Вместе с тем порой кажется, что Илиада не столько превозносит, сколько ниспровергает подобный идеал геройской доблести. Этот пыл и рвение к бою, в зените славы поднимающие героев к вершине, откуда недалеко и до богов, — предвещают страдание: ибо им никак не избежать той роковой смертной участи, что ждет в конце.

Эта участь отождествляется с самими богами (а иногда оказывается и сильнее их), которым, по замечанию Геродота, Гомер и Гесиод даровали имена, власть и человеческое обличье9. Они поступают безнравственно, обманывают друг Друга, вступают между собой в перебранки, помогая враждующим сторонам в ходе Троянской войны, порой сами ввязываются в битву, наводя на смертных неописуемый ужас и действуя внезапно и непредсказуемо. Отчасти поэтому Илиада преисполнена ощущением бренности всех людских дерзаний. Богам неведома гибель, зато на земных мужей и героев смерть в конце концов набрасывается, становясь высшим испытанием на доблесть, пронзительнейшей мукой и последним свершением. Ахилл знает, что ему суждено жить недолго: и когда в глубоко щемящем конце поэмы он встречается лицом к лицу со стариком Приамом, чьего сына Гектора он умертвил, — ликующий грохот брани стихает, сменяясь нотой жалости и сострадания.

Гектор — пусть он совершал промахи в войне и уступал мощью Ахиллу, — был благородным героем (и благородным врагом греков), в котором оказались сплавлены воедино воинственные и элегические черты. Агамемнон и Менелай наделены множеством недостатков. Женщины в Илиаде — словно из плоти и крови. Особенно горька последняя встреча Андромахи с ее обреченным супругом Гектором.

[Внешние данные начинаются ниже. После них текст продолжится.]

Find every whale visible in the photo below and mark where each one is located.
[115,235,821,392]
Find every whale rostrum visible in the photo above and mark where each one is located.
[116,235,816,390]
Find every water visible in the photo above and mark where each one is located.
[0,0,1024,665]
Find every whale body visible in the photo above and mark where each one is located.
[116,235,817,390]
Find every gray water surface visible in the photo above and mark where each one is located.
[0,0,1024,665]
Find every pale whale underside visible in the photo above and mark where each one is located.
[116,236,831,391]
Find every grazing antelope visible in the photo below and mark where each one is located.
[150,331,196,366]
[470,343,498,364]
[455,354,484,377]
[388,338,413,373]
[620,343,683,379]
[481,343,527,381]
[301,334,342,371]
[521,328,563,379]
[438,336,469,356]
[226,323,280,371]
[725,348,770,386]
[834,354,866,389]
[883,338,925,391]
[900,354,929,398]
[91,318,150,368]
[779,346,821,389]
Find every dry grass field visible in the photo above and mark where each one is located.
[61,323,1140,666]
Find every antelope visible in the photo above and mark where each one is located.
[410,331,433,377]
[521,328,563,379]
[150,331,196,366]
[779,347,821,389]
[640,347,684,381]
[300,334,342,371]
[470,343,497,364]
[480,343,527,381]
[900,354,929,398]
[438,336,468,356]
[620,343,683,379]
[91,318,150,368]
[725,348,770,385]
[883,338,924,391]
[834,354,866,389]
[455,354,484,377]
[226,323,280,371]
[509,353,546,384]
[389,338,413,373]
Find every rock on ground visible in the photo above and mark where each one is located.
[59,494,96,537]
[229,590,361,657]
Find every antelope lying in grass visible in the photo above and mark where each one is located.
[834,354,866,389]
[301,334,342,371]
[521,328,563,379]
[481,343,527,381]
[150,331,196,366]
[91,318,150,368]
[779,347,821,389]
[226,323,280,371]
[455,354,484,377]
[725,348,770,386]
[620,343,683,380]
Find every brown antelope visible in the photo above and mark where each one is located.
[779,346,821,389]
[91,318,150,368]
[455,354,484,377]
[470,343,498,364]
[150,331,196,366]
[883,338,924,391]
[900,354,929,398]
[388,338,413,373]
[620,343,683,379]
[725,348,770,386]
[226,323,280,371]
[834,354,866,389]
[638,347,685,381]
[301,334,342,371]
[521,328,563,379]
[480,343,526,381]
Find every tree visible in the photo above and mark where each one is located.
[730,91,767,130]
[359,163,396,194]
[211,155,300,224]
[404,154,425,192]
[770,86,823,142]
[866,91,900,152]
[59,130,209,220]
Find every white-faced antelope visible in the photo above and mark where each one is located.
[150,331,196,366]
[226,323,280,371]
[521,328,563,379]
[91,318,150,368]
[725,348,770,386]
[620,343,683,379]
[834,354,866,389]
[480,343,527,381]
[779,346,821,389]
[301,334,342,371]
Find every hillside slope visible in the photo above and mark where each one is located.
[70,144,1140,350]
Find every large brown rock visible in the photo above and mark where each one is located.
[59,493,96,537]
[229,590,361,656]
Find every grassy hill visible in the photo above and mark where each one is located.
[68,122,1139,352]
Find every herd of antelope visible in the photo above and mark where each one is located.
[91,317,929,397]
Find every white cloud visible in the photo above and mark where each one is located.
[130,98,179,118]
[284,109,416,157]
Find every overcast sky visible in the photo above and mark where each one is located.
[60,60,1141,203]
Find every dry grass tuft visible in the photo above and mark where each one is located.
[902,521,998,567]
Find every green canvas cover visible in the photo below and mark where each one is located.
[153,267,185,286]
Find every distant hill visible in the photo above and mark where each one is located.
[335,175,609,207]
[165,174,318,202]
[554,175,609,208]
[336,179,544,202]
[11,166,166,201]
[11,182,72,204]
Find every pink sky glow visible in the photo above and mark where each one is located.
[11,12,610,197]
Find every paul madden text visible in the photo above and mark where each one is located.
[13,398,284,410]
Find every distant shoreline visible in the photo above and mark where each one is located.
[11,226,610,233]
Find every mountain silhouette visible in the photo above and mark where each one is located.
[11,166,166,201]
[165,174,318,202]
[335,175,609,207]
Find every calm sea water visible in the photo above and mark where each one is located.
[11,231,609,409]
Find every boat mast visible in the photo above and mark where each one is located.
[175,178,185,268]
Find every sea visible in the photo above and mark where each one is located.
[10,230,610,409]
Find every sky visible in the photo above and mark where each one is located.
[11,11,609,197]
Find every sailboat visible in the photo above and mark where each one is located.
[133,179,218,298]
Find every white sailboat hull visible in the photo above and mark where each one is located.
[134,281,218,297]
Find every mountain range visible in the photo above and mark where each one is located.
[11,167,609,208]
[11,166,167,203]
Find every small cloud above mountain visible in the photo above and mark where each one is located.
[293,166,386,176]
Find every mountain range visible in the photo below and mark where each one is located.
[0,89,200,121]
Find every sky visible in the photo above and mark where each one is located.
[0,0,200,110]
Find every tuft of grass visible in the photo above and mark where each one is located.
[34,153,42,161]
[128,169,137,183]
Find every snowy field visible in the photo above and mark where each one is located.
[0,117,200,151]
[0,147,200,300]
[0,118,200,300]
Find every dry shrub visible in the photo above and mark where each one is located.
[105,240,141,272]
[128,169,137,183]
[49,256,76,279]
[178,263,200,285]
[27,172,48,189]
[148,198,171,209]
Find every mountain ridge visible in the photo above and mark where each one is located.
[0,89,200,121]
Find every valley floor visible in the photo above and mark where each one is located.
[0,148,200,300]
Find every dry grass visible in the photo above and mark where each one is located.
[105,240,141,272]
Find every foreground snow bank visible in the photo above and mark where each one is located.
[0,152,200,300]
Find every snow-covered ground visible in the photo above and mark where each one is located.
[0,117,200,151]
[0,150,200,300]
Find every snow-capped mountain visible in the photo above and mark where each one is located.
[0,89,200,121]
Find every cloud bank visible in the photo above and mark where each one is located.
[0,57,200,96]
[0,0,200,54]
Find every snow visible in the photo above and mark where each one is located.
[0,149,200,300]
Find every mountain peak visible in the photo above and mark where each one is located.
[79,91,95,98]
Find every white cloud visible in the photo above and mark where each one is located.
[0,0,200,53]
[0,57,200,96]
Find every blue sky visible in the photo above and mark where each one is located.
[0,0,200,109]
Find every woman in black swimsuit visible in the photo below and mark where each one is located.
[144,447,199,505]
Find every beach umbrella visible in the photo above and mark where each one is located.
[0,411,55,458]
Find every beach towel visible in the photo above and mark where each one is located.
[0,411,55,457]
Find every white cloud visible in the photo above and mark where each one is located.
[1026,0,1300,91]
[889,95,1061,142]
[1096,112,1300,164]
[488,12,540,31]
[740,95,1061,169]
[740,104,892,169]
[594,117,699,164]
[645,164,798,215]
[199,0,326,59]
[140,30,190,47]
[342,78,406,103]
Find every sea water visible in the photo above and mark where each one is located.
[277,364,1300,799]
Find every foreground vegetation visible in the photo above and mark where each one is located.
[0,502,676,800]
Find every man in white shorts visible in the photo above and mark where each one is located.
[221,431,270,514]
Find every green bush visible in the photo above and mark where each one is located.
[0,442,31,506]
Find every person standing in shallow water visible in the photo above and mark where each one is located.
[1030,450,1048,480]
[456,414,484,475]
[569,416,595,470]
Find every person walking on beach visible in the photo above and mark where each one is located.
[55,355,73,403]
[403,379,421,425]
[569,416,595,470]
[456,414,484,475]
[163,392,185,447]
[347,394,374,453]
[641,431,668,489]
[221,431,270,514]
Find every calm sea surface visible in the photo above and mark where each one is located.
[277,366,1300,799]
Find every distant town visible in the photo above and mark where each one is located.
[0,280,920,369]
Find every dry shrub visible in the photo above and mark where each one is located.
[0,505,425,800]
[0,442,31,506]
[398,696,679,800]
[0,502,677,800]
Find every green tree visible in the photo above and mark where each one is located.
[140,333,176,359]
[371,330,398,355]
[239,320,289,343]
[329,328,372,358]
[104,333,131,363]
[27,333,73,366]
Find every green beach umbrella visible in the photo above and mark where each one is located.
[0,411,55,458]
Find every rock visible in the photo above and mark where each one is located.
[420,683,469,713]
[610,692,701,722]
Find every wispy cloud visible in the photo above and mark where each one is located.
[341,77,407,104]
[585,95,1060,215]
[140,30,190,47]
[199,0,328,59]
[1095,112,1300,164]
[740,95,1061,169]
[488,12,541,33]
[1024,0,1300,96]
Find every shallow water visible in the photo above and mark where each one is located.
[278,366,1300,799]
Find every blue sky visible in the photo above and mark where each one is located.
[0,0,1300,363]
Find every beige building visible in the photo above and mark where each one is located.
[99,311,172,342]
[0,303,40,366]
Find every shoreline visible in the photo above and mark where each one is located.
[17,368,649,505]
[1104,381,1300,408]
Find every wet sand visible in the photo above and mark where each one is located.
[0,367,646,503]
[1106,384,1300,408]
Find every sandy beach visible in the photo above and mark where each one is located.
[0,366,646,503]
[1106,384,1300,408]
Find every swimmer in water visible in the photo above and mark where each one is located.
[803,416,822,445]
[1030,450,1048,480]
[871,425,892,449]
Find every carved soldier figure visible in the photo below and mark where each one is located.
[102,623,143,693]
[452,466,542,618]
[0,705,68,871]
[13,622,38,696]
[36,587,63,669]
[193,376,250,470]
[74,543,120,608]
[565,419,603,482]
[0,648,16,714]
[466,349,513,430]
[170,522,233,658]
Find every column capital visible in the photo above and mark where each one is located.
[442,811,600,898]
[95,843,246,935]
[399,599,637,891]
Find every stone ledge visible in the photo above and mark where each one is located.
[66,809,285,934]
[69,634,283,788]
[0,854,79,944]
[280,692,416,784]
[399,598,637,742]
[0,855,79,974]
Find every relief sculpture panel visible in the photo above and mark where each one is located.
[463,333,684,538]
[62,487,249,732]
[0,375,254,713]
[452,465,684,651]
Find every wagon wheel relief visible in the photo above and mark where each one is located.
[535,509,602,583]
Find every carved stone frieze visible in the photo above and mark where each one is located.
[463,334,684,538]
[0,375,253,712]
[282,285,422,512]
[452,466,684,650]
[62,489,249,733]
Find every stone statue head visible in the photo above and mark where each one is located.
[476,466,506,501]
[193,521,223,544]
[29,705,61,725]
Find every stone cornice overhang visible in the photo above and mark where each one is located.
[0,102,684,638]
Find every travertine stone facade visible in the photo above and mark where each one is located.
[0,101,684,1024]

Что до Елены (преображенной из лунной богини в соблазнительнейшую из смертных), то на нее возлагается вся вина, так как из-за нее одной вспыхнула война.

Одиссея повествует о возвращении Одиссея с Троянской войны на родину — остров Итаку. Мифические скитания героя продолжались десять лет, но здесь время действия охватывает лишь последние шесть недель его странствий. В начале поэмы он оказывается на острове нимфы Калипсо, которая удерживает его у себя в качестве возлюбленного вот уже почти восемь лет, несмотря на его тоску по родной Итаке. Тем временем там уже вырос его сын Телемах, а царский дом полон непрошеных гостей — женихов Пенелопы, Одиссеевой жены. Они беспрестанно пируют, проедая запасы отсутствующего хозяина, и понуждают царицу избрать себе в мужья одного из них.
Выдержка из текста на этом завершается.